Starting in June 2021, a new series of sculptures for the historic foot District will be installed at Community Park. This permanent sculpture series provides public art that successfully illustrates the stories of African Americans striving and thriving in the Historic Foot District and surrounding community during times of world wars and segregation. 



Material: silicon bronze
Dimensions: 7 ft. tall

Each of the two abstract figures has a distinctive patina to represent black and white members of the Historic Foot District community. 

Adjacent was inspired by the collection of personal experiences described by Community Park sculpture committee members. 
The sculpture is a commentary on segregated co-existence and represents the very different lives of black and white people living near one another, yet worlds apart. 

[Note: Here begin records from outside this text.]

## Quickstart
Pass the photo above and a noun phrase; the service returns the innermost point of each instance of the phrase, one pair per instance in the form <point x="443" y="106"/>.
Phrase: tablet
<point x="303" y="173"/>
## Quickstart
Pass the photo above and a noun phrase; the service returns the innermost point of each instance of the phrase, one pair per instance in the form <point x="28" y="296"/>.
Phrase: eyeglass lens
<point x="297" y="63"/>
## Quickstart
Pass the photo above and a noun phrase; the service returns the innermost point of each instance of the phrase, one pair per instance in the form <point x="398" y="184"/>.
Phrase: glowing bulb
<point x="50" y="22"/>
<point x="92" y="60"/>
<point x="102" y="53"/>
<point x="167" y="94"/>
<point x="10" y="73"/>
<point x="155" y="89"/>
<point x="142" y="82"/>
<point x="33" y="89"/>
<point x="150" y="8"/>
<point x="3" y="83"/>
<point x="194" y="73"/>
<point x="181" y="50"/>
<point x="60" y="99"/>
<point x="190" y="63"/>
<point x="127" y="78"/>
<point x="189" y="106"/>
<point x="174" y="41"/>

Both figures are standing together in familiar and intimate proximity, but a wide gulf existing between the figures prevents them from being fully engaged. With heads hung and nearly in contact, there is a sense of sadness, hesitation, and resignation. 
But there is also the feeling that the two figures are coming together with the intention of moving forward.


Material: stainless steel
Dimensions: 7’6h x 5’w x 5’d

Set vertically with a slight angle, Endure is made to resemble a large circle that has been folded nearly in half. This subtle  arrangement creates drastic visual tension. 

Endure’s name and shape work together to reflect a message of staying strong and getting through difficult times.  

The bent circle may be initially interpreted as being damaged or imperfect; but this distortion also defines its unique beauty. Just like the unique experiences gained through our own struggles shape us to be perfectly imperfect. 

To endure is to have hope. The beauty of hope is found not by ignoring the negative, but by shifting our thoughts toward the positive.  This hope empowers us to heal.